Scenario 3: A family private foundation. A private foundation with $2.3 million in assets and $85,000 in gross receipts files Form 990-PF. The 990-EZ thresholds would technically be satisfied on gross receipts alone, but private foundation classification overrides the size-based test entirely. The foundation also calculates its minimum distribution requirement and reports the 1.39% excise tax on net investment income.
Scenario 4: A 501(c)(4) social welfare organization. A civic league with $175,000 in gross receipts and $420,000 in assets files Form 990-EZ. Unlike 501(c)(3) organizations, 501(c)(4) entities are not eligible for tax-deductible contributions, but they remain subject to IRS annual reporting requirements. Schedule B applies if any single contribution exceeded $5,000.
Decision boundaries
The filing determination follows a strict sequential logic. Apply these tests in order:
- Is the organization a private foundation? If yes, file Form 990-PF. Do not proceed to size tests.
- Are gross receipts normally at or below $50,000? If yes, Form 990-N is sufficient (subject to organizational eligibility — certain supporting organizations and other entities are excluded from 990-N eligibility even below this threshold).

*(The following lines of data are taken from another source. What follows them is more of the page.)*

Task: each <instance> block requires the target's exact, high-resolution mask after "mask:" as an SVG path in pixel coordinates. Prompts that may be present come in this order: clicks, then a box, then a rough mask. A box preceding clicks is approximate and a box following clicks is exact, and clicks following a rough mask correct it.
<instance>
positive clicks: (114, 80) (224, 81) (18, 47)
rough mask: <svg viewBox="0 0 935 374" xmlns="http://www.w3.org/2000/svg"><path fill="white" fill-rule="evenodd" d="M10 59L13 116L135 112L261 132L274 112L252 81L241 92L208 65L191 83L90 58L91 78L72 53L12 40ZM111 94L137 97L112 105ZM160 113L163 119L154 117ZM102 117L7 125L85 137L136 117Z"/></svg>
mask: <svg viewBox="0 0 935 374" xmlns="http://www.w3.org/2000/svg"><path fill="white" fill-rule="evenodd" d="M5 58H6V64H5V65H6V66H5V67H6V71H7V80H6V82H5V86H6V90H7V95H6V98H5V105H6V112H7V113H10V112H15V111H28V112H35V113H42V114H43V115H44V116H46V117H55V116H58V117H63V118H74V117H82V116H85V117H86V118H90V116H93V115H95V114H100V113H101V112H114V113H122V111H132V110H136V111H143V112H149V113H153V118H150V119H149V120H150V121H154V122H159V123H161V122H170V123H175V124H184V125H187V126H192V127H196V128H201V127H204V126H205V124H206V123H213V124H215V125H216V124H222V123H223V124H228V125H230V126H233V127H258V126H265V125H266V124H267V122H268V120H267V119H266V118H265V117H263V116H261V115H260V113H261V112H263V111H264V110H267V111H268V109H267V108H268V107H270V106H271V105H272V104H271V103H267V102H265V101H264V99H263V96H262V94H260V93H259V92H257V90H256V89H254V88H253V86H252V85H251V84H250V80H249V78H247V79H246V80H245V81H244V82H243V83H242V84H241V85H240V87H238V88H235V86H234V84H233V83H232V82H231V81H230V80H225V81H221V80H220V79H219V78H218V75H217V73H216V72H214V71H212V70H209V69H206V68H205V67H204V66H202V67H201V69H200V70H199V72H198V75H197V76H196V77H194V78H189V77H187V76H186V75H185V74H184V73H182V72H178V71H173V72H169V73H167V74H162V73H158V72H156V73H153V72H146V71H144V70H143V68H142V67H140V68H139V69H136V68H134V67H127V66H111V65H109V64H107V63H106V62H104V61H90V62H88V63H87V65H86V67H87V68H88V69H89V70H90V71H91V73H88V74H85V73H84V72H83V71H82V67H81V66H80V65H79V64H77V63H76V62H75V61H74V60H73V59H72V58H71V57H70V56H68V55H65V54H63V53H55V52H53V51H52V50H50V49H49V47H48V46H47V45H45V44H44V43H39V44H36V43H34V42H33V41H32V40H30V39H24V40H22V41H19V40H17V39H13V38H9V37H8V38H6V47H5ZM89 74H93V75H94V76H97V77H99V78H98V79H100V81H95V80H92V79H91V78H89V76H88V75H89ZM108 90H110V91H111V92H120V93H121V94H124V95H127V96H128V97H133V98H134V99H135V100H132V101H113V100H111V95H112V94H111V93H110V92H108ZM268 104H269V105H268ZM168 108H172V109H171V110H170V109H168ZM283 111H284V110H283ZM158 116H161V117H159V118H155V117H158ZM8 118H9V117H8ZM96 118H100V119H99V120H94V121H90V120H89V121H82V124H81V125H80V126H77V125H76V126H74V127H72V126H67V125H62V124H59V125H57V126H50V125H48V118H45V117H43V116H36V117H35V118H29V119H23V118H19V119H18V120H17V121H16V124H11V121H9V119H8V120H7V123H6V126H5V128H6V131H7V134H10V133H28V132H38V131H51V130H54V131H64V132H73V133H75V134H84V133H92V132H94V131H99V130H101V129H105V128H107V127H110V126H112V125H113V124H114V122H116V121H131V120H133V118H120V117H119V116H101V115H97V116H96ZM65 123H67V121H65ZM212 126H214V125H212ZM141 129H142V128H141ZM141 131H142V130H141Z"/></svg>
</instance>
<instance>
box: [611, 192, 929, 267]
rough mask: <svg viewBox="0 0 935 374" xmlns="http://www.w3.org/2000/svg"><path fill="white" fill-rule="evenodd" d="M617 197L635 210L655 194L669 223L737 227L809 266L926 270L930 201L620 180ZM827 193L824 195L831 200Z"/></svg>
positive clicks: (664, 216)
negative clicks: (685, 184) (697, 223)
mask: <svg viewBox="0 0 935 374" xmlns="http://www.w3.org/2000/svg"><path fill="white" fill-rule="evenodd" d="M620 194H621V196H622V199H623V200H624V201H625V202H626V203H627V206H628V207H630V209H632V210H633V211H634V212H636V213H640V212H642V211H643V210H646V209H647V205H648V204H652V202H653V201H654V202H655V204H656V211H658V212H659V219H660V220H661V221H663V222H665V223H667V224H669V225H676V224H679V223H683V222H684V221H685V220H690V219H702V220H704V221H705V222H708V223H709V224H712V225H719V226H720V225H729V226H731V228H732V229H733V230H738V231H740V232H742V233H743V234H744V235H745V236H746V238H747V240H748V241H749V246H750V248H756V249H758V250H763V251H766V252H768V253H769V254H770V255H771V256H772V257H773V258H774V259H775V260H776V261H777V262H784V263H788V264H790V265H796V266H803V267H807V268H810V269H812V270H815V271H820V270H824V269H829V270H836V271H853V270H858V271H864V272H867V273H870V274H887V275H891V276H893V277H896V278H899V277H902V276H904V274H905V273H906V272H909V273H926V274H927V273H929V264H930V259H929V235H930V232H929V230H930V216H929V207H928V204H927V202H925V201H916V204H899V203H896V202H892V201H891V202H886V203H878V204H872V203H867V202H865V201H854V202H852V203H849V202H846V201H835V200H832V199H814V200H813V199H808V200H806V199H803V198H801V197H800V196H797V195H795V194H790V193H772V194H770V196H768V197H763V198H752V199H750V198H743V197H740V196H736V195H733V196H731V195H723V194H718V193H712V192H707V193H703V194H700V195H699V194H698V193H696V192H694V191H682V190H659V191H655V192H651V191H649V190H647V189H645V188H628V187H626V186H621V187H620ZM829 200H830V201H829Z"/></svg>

- Are gross receipts below $200,000 and total assets below $500,000? If both conditions are met, Form 990-EZ is permissible. If either threshold is exceeded, the full Form 990 is required.
The key contrast between 990-EZ and 990-N is additive complexity: 990-N requires no financial data, while 990-EZ requires a structured financial summary, balance sheet, and applicable schedules. The key contrast between 990-EZ and 990-PF is categorical: 990-PF applies regardless of financial size, requires dual-basis accounting, and computes excise tax liability — obligations that do not exist for public charities.
Certain organizations are categorically ineligible for 990-N even if their gross receipts fall below $50,000. These include private foundations (which file 990-PF), section 509(a)(3) supporting organizations, and organizations with a limited liability period. The IRS maintains the full eligibility list in its Form 990-N FAQs.
For organizations navigating the classification question between public charity and private foundation — which controls whether 990-PF is mandatory — the analysis of public charity vs private foundation provides the controlling framework. Understanding form 990 filing requirements in full also clarifies when organizations must upgrade from the EZ to the full return mid-cycle due to asset or receipts growth.